Tanguy Bertrand and François Forget from Sorbonne University in France simulated the climate and topography of the dwarf planet and found nitrogen ice, along with some carbon monoxide and methane, naturally congregated in the lower elevations.

They published their work in Nature.

Since New Horizons beamed back images of Pluto's big, pale heart – called Tombaugh Regio after Pluto's discovered Clyde Tombaugh – planetary scientists have been trying to get to the bottom of the vast, craterless region within.

Informally named Sputnik Planum, the glacier is mostly nitrogen ice. But how did the basin, which is more than 1,000 kilometres wide and thought to be four kilometres deep, fill up?

Computer models, like those used by climate scientists to recreate out planet's ancient climate history, have tried to track how the Plutonian atmosphere changed and mixed, but have been too slow to run over multiple seasons.

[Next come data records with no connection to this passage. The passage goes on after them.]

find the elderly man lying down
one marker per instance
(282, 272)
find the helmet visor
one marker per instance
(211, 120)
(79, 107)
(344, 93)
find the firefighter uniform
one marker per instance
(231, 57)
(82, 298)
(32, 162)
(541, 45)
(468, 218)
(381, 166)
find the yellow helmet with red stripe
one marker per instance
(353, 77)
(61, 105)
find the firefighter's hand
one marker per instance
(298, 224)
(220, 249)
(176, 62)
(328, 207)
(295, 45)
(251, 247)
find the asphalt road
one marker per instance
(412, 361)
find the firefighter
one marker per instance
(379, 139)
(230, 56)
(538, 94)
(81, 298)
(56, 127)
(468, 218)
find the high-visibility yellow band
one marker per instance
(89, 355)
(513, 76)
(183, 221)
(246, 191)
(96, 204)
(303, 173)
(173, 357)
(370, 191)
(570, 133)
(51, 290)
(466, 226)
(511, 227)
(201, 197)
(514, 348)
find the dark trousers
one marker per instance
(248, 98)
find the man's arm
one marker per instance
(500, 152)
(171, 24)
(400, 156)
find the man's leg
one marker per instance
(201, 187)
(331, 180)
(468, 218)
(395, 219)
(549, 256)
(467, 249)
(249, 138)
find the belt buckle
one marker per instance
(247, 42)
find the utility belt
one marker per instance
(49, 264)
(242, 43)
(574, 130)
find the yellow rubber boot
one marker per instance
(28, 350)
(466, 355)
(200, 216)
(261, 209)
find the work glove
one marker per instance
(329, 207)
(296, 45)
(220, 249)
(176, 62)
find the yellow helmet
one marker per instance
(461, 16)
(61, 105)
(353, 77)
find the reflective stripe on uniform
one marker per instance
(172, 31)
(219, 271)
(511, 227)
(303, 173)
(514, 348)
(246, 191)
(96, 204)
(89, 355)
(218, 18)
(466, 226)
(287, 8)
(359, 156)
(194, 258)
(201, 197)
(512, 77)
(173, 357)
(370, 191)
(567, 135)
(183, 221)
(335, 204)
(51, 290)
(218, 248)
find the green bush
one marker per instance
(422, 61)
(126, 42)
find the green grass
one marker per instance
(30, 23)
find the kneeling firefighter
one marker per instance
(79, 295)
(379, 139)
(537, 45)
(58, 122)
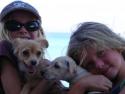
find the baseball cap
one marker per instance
(18, 5)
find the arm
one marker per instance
(91, 83)
(122, 91)
(10, 78)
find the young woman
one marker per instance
(19, 20)
(99, 50)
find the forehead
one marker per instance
(21, 15)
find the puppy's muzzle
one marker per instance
(33, 62)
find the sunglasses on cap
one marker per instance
(31, 26)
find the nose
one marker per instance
(33, 62)
(99, 64)
(23, 30)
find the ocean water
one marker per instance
(58, 43)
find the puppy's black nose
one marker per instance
(42, 73)
(33, 62)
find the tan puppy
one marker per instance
(65, 68)
(30, 54)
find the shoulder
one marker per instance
(5, 48)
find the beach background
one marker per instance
(58, 43)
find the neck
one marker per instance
(80, 72)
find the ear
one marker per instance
(44, 42)
(16, 42)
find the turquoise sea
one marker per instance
(58, 42)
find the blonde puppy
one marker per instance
(30, 54)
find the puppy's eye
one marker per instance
(38, 53)
(26, 53)
(57, 66)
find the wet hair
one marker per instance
(92, 34)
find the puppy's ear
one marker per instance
(71, 64)
(44, 42)
(15, 44)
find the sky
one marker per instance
(65, 15)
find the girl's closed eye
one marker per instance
(101, 53)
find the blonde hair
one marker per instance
(92, 34)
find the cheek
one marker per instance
(34, 35)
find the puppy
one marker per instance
(65, 68)
(30, 54)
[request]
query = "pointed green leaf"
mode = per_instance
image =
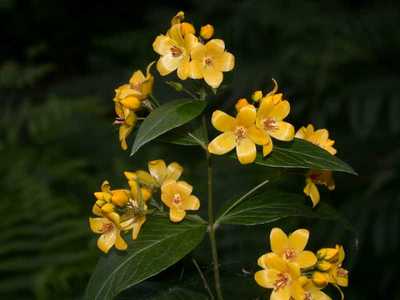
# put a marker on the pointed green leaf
(273, 205)
(166, 117)
(159, 245)
(302, 154)
(191, 134)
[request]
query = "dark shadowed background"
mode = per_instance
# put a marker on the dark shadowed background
(336, 61)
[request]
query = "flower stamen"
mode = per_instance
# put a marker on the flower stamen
(176, 52)
(269, 124)
(282, 281)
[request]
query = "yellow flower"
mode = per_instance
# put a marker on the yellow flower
(256, 96)
(209, 61)
(281, 276)
(136, 209)
(207, 31)
(110, 234)
(271, 113)
(177, 195)
(310, 291)
(174, 48)
(318, 137)
(240, 133)
(313, 178)
(292, 248)
(337, 274)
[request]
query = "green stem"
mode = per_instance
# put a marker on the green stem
(211, 227)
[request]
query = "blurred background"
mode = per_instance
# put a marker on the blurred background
(60, 61)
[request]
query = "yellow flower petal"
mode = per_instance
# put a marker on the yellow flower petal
(283, 293)
(222, 121)
(99, 225)
(246, 151)
(311, 190)
(183, 68)
(107, 240)
(274, 261)
(184, 188)
(215, 47)
(198, 52)
(158, 169)
(299, 239)
(283, 132)
(195, 69)
(137, 78)
(257, 135)
(279, 241)
(137, 226)
(225, 62)
(212, 77)
(163, 44)
(120, 243)
(246, 116)
(222, 144)
(305, 259)
(176, 215)
(191, 203)
(266, 278)
(267, 148)
(167, 64)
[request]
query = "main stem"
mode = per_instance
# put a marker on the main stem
(211, 227)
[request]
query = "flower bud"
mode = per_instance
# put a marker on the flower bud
(207, 31)
(241, 103)
(131, 102)
(256, 96)
(187, 28)
(320, 279)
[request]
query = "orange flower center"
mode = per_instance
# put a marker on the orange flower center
(107, 227)
(177, 199)
(307, 296)
(240, 133)
(342, 272)
(282, 281)
(269, 124)
(208, 61)
(289, 254)
(176, 52)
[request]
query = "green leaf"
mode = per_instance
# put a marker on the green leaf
(302, 154)
(191, 134)
(159, 245)
(177, 293)
(273, 205)
(166, 117)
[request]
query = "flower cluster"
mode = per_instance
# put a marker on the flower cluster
(320, 138)
(122, 210)
(129, 98)
(293, 273)
(192, 56)
(255, 124)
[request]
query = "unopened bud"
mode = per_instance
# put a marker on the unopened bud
(207, 31)
(241, 103)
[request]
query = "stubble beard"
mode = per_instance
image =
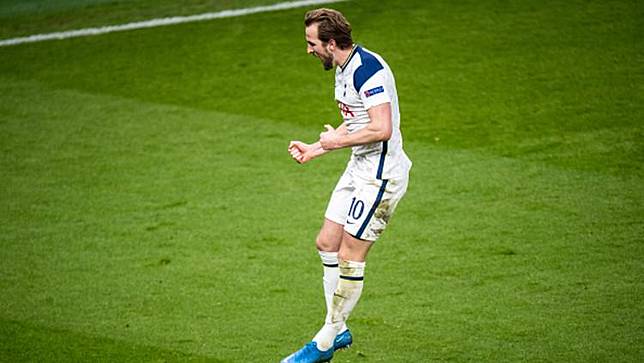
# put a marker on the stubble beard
(327, 63)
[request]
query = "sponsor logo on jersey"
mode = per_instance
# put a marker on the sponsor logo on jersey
(345, 110)
(374, 91)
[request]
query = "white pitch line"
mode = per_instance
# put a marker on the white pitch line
(162, 22)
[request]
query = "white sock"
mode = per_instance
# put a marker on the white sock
(330, 281)
(345, 298)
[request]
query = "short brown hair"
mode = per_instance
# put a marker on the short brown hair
(331, 25)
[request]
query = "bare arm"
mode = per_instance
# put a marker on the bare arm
(379, 129)
(302, 152)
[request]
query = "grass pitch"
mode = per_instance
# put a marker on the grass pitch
(150, 211)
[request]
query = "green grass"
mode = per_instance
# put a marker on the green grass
(150, 211)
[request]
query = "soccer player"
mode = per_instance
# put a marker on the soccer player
(373, 183)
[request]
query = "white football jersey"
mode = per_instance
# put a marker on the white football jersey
(365, 80)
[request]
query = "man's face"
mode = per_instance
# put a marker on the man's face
(317, 48)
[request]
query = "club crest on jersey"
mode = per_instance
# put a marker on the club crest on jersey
(374, 91)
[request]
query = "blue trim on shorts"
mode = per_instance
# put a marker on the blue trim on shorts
(381, 192)
(381, 162)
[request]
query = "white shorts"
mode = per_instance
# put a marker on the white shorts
(364, 206)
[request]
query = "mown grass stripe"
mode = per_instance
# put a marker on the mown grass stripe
(161, 22)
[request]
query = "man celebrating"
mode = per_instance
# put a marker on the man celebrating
(373, 183)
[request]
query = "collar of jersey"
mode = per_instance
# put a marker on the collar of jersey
(353, 52)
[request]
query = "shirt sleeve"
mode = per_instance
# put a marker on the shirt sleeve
(373, 92)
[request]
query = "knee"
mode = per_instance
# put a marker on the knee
(324, 243)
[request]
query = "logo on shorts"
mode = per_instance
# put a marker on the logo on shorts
(374, 91)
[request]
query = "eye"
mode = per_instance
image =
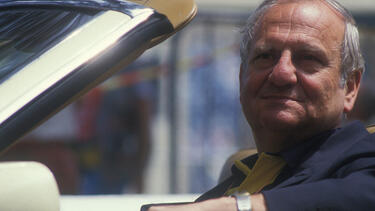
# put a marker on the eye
(310, 58)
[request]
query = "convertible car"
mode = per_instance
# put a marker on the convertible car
(53, 51)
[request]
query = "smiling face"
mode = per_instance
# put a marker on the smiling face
(291, 88)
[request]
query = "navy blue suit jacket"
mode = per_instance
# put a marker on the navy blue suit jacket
(334, 171)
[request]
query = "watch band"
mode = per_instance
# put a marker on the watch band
(243, 201)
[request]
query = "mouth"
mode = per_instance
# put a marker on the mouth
(280, 98)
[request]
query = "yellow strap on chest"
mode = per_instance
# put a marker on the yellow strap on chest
(264, 172)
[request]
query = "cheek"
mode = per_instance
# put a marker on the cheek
(321, 92)
(251, 82)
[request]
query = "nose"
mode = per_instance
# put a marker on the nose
(284, 72)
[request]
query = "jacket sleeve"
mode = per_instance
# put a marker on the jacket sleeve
(353, 188)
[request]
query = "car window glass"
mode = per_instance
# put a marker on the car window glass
(26, 33)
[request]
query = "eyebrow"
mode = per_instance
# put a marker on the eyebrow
(299, 47)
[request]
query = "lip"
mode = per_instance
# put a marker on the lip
(280, 97)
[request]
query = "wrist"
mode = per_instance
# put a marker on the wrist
(243, 201)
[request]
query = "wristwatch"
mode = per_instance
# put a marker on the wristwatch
(243, 201)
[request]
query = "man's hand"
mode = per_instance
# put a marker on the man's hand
(219, 204)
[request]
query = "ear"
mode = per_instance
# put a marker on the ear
(351, 90)
(241, 75)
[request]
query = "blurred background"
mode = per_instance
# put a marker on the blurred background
(167, 123)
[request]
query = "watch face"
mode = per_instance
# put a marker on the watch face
(53, 51)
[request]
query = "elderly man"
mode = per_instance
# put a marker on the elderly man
(300, 75)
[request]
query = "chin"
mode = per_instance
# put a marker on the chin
(281, 121)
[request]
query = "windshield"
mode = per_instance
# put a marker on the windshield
(26, 33)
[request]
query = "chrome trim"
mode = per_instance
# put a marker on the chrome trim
(78, 48)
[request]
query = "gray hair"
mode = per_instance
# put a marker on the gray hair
(351, 56)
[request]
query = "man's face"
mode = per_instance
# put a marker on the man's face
(293, 75)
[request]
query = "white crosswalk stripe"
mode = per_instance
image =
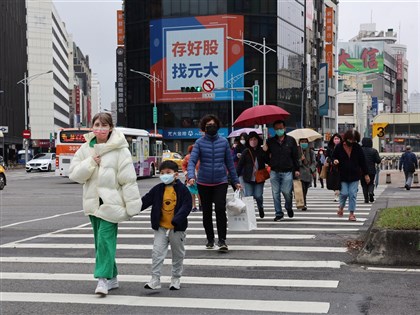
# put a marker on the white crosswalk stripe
(266, 247)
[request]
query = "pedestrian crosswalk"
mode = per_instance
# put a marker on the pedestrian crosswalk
(291, 266)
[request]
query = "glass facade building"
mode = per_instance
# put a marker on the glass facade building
(281, 23)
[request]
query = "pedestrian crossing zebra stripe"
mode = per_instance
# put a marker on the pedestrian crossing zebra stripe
(171, 302)
(245, 282)
(187, 247)
(334, 264)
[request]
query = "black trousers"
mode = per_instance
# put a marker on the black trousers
(368, 188)
(216, 195)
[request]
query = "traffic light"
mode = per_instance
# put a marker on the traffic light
(191, 89)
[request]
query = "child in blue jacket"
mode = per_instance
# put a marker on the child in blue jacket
(171, 204)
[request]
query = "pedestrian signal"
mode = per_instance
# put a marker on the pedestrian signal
(191, 89)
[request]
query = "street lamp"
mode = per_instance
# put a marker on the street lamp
(263, 49)
(25, 81)
(153, 79)
(301, 100)
(232, 81)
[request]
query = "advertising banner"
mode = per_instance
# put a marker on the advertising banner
(329, 58)
(194, 59)
(361, 57)
(329, 25)
(323, 89)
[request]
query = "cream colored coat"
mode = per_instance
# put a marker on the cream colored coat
(114, 180)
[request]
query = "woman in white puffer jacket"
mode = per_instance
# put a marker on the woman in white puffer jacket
(110, 193)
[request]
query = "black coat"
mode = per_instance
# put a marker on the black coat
(245, 166)
(183, 205)
(351, 168)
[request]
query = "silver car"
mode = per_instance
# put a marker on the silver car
(42, 162)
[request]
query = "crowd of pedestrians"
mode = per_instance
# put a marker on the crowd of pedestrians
(110, 194)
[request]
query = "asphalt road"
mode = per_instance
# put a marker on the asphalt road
(296, 266)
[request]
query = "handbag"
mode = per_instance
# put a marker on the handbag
(260, 175)
(324, 171)
(236, 204)
(297, 189)
(246, 220)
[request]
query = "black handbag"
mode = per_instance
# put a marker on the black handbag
(333, 178)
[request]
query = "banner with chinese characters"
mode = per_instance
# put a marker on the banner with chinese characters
(361, 57)
(194, 59)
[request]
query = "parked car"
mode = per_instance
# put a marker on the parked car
(173, 156)
(42, 162)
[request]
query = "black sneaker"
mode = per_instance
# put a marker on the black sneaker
(278, 217)
(261, 211)
(222, 246)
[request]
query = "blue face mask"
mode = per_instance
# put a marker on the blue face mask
(280, 132)
(167, 178)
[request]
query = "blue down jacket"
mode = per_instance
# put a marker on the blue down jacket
(215, 158)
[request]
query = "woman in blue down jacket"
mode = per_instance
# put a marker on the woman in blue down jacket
(215, 158)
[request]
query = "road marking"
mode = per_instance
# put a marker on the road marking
(195, 236)
(259, 229)
(40, 219)
(192, 303)
(392, 269)
(187, 247)
(193, 262)
(295, 283)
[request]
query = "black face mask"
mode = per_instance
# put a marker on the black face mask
(211, 130)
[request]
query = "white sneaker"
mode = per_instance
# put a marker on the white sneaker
(175, 284)
(153, 284)
(113, 284)
(102, 287)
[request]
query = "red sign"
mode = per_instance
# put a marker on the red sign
(208, 85)
(26, 134)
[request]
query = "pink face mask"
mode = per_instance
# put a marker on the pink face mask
(100, 131)
(253, 143)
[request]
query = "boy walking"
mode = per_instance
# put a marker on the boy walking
(171, 204)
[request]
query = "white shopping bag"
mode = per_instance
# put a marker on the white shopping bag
(247, 220)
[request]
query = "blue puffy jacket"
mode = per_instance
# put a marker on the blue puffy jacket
(215, 158)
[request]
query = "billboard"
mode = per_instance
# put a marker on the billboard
(361, 57)
(194, 59)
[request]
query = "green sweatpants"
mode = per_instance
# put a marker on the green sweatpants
(105, 234)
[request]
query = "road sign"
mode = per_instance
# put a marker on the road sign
(255, 95)
(208, 85)
(26, 134)
(155, 115)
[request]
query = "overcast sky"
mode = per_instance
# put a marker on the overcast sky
(93, 26)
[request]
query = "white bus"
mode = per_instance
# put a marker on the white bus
(146, 149)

The depths of Hellas Basin on Mars, snapped here by the Mars Reconnaissance Orbiter, accumulates ice and frost – like Sputnik Planum. Click to enlarge.

So Bertrand and Forget developed a new model – one that could run through Earth 50,000 years and see what happened to nitrogen (and other volatiles) on the icy little dwarf planet.

They found, when they added a basin and a couple of craters to their modelled Pluto, all the nitrogen ice was sequestered in the centre of the basin – just as it does on Sputnik Planum – after just 10,000 Earth years.

This is because the basin floor has higher surface pressure than the surrounds. Higher surface pressure means nitrogen is more likely to condense and freeze. This "cold trap" sets the ball rolling for more nitrogen ice to pile on.

They note this phenomenon is also seen on Mars, where carbon dioxide frost preferentially forms at low elevations, such as at the Hellas Basin.

Their model also ended up with carbon monoxide and methane frozen into the glacier ice. 

Indeed, data from New Horizons indicated carbon monoxide in Sputnik Planum, while methane tended to spread all the way around Pluto's equatorial region.

Finally, the model accounted for seasonal methane frosts that have been seen on Pluto's north pole in the 1980s, 1994 and 2002.

They predict these frosts should, for the most part, disappear in the next decade.